Perhaps the consensus view of the US election is that the Republicans brought out huge numbers of right-wing evangelicals while the Democrats registered and brought out some - but not enough - liberal anti-war activists, young people and minorities.
While there is some truth to this analysis, it misses the bigger story of what happened. Two key groups - Hispanics and married white women - voted more strongly for Bush and are the reason he edged out Kerry. The hype of this election - that it would be about a huge new youth turnout or that it was all about the religious right - was not borne out by the numbers.
While John Kerry lost the popular vote by 3.5 million, he lost Ohio by only 135,000 votes; in Iowa and New Mexico he lost by fewer than 15,000. He energised his vote in key states so that he came within 200,000 votes of winning in the electoral college. Core Democrats turned out in record numbers in places such as Cuyahoga County, Ohio.
But conservatives outnumber liberals by 34 per cent to 21 per cent in the US, and Bush was able to compensate for Democratic turnout by bringing out conservatives in his key areas. This 13-point gap is the fundamental problem with letting any election be polarised on conservative or liberal grounds.
Ten million more voters went to the polls this year than in 2000, but the percentage of young people 18 to 29 who voted stayed exactly the same, at 17 per cent, and the much-ballyhooed "cellphone" vote never materialised.
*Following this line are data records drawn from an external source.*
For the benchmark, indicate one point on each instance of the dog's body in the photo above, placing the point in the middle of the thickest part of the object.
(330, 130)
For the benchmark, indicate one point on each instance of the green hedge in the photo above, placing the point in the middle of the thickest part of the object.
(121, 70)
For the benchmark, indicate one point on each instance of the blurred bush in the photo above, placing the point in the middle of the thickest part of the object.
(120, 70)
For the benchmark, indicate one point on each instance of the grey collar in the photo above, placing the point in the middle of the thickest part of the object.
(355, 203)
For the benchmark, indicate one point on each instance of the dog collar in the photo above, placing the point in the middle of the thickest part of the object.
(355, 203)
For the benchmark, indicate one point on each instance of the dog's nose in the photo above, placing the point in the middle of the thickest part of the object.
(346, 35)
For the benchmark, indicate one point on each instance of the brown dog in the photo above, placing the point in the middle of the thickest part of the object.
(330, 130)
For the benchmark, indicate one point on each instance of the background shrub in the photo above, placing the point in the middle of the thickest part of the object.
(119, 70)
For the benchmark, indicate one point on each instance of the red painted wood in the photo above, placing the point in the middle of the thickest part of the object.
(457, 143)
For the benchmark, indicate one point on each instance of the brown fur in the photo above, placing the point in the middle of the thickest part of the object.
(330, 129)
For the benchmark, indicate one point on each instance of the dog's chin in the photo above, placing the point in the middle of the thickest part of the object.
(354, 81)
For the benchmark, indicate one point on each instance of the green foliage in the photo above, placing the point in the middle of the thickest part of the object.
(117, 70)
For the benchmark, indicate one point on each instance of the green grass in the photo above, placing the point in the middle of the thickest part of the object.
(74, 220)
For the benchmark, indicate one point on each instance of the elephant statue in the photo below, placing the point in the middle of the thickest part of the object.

On the other hand, the percentage of voters who attend church every week also stayed exactly the same, at 42 per cent.
So if the election cannot be explained by a massive upsurge in evangelical voters, what really happened? Bush received 3.5 per cent more of the vote than he did in 2000.
The exit polls show this movement to be almost entirely due to changes in two disparate groups: Hispanics (who went from 35 per cent for Bush in 2000 to 44 per cent this year - enough to move the entire popular vote one percentage point) and white women (who went 49 per cent for Bush in 2000 and 55 per cent this year - enough to move the popular vote 2.5 percentage points).
It appears that the bulk of the movement in the white women's vote was among married women, particularly those with children, who may have gone as high as 2-to-1 for Bush.
Hispanics don't fit into the caricature of Bush voters as gun-toting, Bible Belt Republicans, nor do these mothers. While the Hispanics who voted for Bush are religious and more pro-life than the average voter, their central concerns tend to be about aspirations: the success of their families and children.
The modern mothers also have family values and the success and safety of their children as their chief concerns.
These new Republican voters were Democrat in 1996. Bill Clinton won 72 per cent of the Hispanic vote in 1996; Kerry got 53 per cent. Clinton not only won female voters overall, he also won white women (48 per cent to Bob Dole's 43), married women (also 48 per cent to 43) and mothers (53 per cent to 38).
Unlike the evangelicals, these voters are not far removed from the values of the mainstream of the Democratic Party. They voted Democrat on the basis of balanced budgets, a fair immigration policy, expanded educational opportunities and greater protections for their children from the dangers of tobacco and other marketing.
So while liberals and conservatives can be brought to the polls in increasing numbers, the real battle at the end of the day is for the more moderate voters, who this year slipped away to the Republicans, on the basis not of gun control and gay marriage but of security and secular values such as trust and standing up for your beliefs.
They are the core of any winning national coalition and at the heart of national values. These voters have chosen Democrats in the past and, as the Democratic Party rebuilds, they are the first and most important voters it must attract to win a majority in 2008 and beyond.
Mark J. Penn, who heads a Democratic polling firm, conducted polls for President Clinton's 1996 re-election campaign.